The City of Aberdeen’s $30.5 million budget for fiscal 2019 was adopted Monday, by unanimous vote of the mayor and City Council.
Property taxes remain the same at $0.6502 per $100 of assessed value of real property and $1.70 per $100 of personal property, according to budget Ordinance 18-O-11.
Water and sewer rates, which were increased last year, will remain unchanged at $19.09 for up to 3,500 gallons and $5.77 for every 1,000 gallons after that for water use. The sewer rates will remain at $23.65 for the first 3,500 gallons and $6.74 per 1,000 gallons additional, according to the ordinance.
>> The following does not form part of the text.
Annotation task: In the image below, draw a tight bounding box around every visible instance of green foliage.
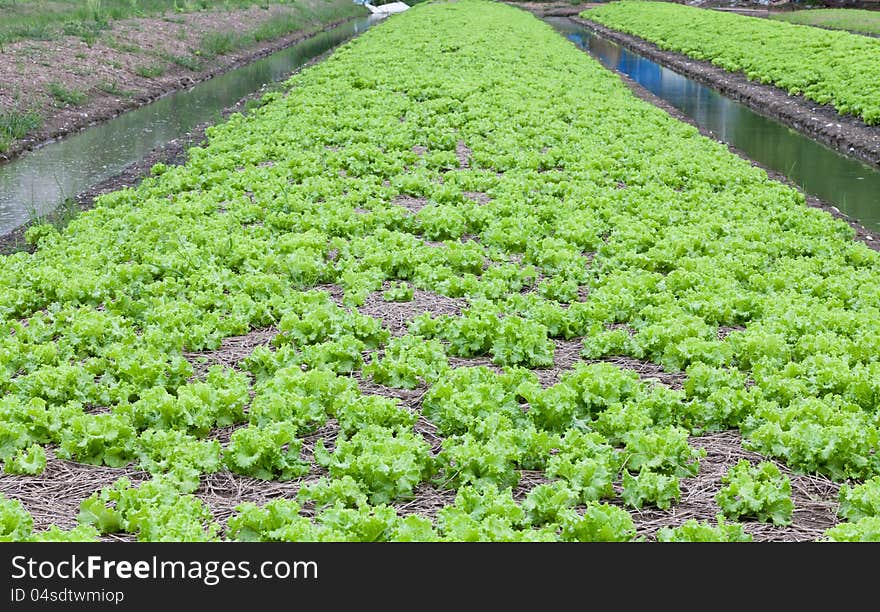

The overall budget, which covers general government operations such as police and public works, capital projects and the water, sewer and Ripken Stadium enterprise funds, is $1.46 million lower than the $32.03 million budget adopted for the current fiscal year.
The largest decrease is happening in the capital projects fund, which is going from $3.88 million this year to $2.14 million next year, according to budget documents.
The sewer fund will decrease by more than $400,000, whereas the general fund will increase by $53,910, the water fund by more than $610,000 and the stadium fund by $26,900, according to the budget.
Resident Bob Hartman questioned, during the public comment period of the meeting, increases in two areas of the budget. He asked about debt service, which is $658,180 in for principal and interest payments next year, compared to $469,636 this year, according to the budget.
Mayor Patrick McGrady said that is because the city has changed how it lists police vehicle purchases in the budget — rather than purchase new vehicles and list them as a capital expense, the city is entering into five-year leases with an option to own and listing the expense in debt service.
“It’s just a financial thing,” the mayor said. “It’s not an actual increase.”
Hartman also questioned increased legal expenses. Legal services spending will increase by $65,000, from $116,000 to $181,000, according to the budget.
“We’ve had a lot of legal fees, and so we’re budgeting for them,” McGrady replied.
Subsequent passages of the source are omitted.